David sighs, “Pretending for a moment that I believed any of what you just said, a judge wouldn't. You're grasping at straws here, Raylan.”
“I'm trying to keep a murderer off the streets,” says Raylan through tight teeth and clenched fists. The sun is setting and the orange light coming from the windows behind Givens sharpen his cheekbones and hides his eyes in shadow like a movie star on a poster. “You'd think the US Attorney's office would be more interested in helping me keep him there.”
If this were the Old West, David thinks to himself, you'd have shot him down months ago.

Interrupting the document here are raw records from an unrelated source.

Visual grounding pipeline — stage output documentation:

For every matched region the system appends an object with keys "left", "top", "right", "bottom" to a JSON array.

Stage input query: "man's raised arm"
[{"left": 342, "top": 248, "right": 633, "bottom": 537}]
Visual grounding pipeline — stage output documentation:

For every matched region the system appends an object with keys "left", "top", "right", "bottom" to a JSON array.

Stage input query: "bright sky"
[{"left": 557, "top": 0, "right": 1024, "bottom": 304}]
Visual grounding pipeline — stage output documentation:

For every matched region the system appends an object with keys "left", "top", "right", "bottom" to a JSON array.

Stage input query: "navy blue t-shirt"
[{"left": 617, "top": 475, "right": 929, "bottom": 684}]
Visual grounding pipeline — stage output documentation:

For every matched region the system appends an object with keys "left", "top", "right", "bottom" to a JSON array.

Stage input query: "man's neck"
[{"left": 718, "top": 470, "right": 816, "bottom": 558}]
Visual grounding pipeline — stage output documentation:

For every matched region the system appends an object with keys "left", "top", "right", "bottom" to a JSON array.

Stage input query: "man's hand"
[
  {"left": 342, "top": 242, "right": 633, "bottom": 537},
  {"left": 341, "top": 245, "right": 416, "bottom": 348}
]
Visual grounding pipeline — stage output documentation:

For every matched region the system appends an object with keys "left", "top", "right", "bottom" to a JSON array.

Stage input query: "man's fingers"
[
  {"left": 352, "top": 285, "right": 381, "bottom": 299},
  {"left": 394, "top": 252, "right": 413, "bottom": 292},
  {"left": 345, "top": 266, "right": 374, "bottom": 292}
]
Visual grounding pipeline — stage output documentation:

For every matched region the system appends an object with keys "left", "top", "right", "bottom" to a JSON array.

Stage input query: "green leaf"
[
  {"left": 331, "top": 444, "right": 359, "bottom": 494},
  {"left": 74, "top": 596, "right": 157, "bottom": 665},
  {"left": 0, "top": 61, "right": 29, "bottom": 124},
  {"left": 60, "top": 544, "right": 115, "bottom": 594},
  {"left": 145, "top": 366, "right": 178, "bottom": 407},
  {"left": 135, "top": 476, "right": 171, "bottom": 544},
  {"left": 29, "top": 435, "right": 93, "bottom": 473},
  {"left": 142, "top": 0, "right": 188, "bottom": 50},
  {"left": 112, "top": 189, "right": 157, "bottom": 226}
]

“Give me something to work with here,” says David as he's been saying for the past 3 days. “Find me evidence of an actual crime that we can tie him to and I'll tie the knot myself.”
Raylan sighs through his nose and meets David's eyes in a curt sharp nod. He turns away without saying anything and with square stiff shoulders.
Bang, bang, thinks David.
“He wants to be a cowboy,” says his sister Judith with a fond roll of her eyes, when David shows up on her doorstep about a week later to eat up some vacation time in between the inevitable Escapades. “Says he wants to ride horses and shoot bad guys. Remind you of anyone you know?”
David grins despite himself and leans down to give his nephew Reuben a hug. “Hey there, buddy. How's it going?”
“I'm gonna be a cowboy,” says Reuben stepping back out of the hug. He points his toy pistol at David. “Pow!” he says and the force of the imagined recoil topples his oversized hat off.
David chuckles and places the hat back on Reuben's head. “I know a guy with a hat just like yours.”
“Is he a cowboy?” asks Reuben.
“He thinks he is,” says David.
“Does he always get the bad guy like in the movies?” asks Reuben with wide eyes that miss the sarcasm entirely.
David licks his lips, smiles closed mouthed and gives Reuben a pat on the back. “Let's go see what your mom's making for dinner.”